El país vuelve a endeudarse. Y no es novedad. Cada Gobierno que llega promete que será “responsable”, “austero” y “diferente”.
Pero cuando la caja está vacía y los compromisos aprietan, el recurso más socorrido es pedir prestado. Así, Ecuador va sumando cifras que a la mayoría se nos hacen inalcanzables, porque hablamos de millones y millones, como si fueran monedas de diez centavos.
Endeudarse no es pecado. Las familias lo hacen para comprar una casa o un carro, y mientras haya cómo pagar, se entiende. El problema es que, cuando se trata del Estado, la plata es de todos y los ciudadanos queremos ver resultados. Si el país firma préstamos internacionales, lo mínimo es que se traduzcan en obras palpables: carreteras decentes, hospitales equipados, escuelas dignas. Pero lo que suele pasar es que la deuda se evapora en gastos corrientes, nóminas interminables y programas que nadie recuerda.
La ironía es que la deuda siempre la terminamos pagando los mismos: los ciudadanos. Los que vemos cómo suben los impuestos, cómo se encarecen los trámites o cómo se recortan servicios básicos. Y mientras tanto, seguimos esquivando huecos en las calles, esperando hospitales que funcionan a medias y soportando cortes de energía no anunciados dizque por mantenimiento.
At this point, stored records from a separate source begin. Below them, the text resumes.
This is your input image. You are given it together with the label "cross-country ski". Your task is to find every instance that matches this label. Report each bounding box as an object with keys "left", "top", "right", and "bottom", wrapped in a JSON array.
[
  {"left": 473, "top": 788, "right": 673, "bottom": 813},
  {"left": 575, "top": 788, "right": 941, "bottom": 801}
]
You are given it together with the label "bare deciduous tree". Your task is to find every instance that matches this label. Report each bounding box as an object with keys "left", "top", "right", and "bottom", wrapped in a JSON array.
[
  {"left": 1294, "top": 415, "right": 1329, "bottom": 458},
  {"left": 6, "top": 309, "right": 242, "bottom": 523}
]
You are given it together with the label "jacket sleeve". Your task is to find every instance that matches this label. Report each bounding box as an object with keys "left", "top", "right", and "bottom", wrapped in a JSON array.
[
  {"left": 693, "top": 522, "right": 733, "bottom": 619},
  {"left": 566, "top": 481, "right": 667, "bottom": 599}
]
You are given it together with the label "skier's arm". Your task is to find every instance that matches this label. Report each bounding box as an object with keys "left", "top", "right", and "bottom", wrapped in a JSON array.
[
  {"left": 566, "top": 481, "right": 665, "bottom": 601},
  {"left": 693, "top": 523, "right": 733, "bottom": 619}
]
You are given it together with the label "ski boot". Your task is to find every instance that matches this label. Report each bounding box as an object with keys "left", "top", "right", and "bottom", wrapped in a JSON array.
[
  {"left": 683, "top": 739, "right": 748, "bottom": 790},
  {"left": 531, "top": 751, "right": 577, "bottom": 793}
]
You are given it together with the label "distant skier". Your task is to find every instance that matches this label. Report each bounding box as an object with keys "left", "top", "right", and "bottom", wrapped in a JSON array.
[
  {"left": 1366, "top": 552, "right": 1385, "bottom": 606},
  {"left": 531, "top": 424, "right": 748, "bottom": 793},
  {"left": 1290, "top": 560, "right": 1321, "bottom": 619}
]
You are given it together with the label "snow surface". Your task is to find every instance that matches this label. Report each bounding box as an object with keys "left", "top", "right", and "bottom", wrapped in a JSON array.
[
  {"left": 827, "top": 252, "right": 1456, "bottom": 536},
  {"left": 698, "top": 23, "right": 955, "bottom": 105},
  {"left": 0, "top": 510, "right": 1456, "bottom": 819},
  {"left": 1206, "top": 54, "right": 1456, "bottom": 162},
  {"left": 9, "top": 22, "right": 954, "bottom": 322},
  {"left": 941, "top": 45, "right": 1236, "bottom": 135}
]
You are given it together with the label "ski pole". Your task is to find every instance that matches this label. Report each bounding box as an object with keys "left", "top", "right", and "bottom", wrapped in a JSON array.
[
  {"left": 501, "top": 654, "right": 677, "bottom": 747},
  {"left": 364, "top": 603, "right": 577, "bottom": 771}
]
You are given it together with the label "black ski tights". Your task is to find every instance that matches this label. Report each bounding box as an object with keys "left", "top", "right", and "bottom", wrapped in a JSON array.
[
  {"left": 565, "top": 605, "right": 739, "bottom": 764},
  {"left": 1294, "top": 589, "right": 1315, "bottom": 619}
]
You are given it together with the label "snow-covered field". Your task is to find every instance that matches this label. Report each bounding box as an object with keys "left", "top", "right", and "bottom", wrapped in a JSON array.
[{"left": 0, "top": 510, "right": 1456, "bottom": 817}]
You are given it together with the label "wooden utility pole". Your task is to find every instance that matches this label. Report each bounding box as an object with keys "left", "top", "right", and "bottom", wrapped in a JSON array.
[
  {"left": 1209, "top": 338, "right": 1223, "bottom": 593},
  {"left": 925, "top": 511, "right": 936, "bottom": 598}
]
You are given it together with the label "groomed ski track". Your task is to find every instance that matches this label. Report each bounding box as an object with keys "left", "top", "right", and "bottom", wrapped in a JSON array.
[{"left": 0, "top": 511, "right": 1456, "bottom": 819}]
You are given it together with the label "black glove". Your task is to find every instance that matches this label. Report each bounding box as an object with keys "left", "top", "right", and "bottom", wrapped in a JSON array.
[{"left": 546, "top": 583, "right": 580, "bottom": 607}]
Lo justo sería que cada dólar prestado venga con etiqueta de destino y con un cronómetro de ejecución. Que si nos endeudamos, sepamos exactamente en qué se va a usar y podamos comprobarlo. Si el país se compromete a pagar, los ciudadanos tenemos derecho a exigir que esas deudas no sean solo números en un papel, sino cemento en un puente, asfalto en una carretera o camas en un hospital.
Al final, todos sabemos que el préstamo no lo van a pagar los ministros que lo negocian, ni los asambleístas que lo aplauden, ni los funcionarios que lo ejecutan. Lo pagará el ciudadano común, ese que madruga a trabajar, que ya está endeudado con el banco y que, además, debe cargar con la deuda del Estado que se traduce en más impuestos.
Endeudarse puede ser inevitable, pero lo inadmisible es que no veamos obras. Que el dinero se pierda en la burocracia es, además de irresponsable, un insulto a la gente. El país no necesita discursos sobre “confianza internacional” ni ceremonias de firma de convenios. Lo que necesita son carreteras sin huecos, hospitales bien puestos y escuelas adecuadas. Y, por supuesto, gobiernos que recuerden que cuando uno pide prestado y lo va a pagar con plata ajena, tiene que dar la cara y mostrar en qué gastó.